This work addresses the challenge in red-teaming large language models where generating adversarial prompts often entails a trade-off between efficiency and diversity. Existing approaches based on Generative Flow Networks (GFNs) suffer from training instability and mode collapse. To overcome these limitations, the authors propose a novel contrastive trajectory balance mechanism that eliminates the need to estimate the partition function $Z$, complemented by a robust reward masking strategy to mitigate noise interference and a fluency regularization term to prevent the generation of semantically meaningless text. The proposed method significantly enhances both the diversity and success rate of adversarial attacks while ensuring more stable training dynamics and avoiding convergence to low-quality local optima, demonstrating superior performance across multiple red-teaming scenarios.

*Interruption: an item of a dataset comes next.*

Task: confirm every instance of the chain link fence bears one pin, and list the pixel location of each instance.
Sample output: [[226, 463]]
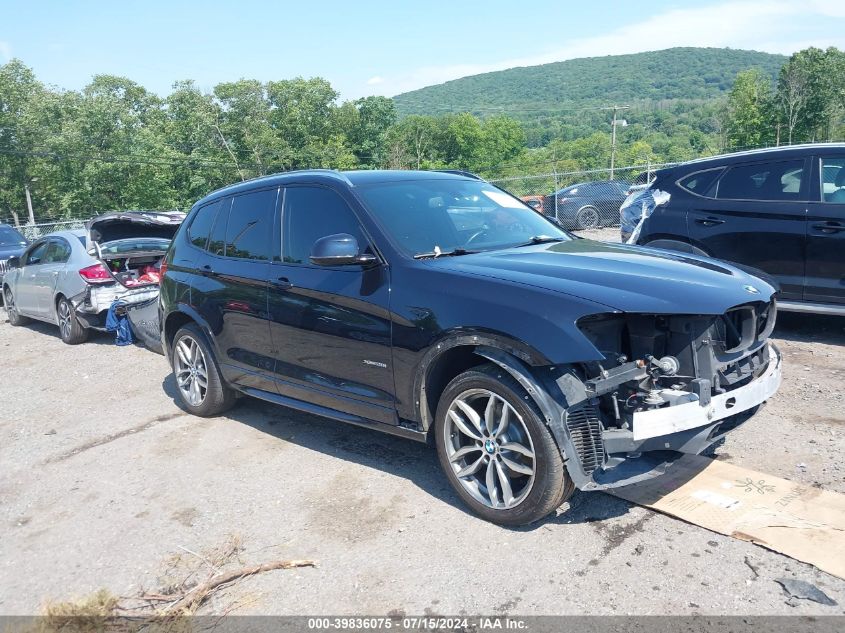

Large Language Model (LLM) Red-Teaming, which proactively identifies vulnerabilities of LLMs, is an essential process for ensuring safety. Finding effective and diverse attacks in red-teaming is important, but achieving both is challenging. Generative Flow Networks (GFNs) that perform distribution matching are a promising methods, but they are notorious for training instability and mode collapse. In particular, unstable rewards in red-teaming accelerate mode collapse. We propose Stable-GFN (S-GFN), which eliminates partition function $Z$ estimation in GFN and reduces training instability. S-GFN avoids Z-estimation through pairwise comparisons and employs a robust masking methodology against noisy rewards. Additionally, we propose a fluency stabilizer to prevent the model from getting stuck in local optima that produce gibberish. S-GFN provides more stable training while maintaining the optimal policy of GFN. We demonstrate the overwhelming attack performance and diversity of S-GFN across various settings.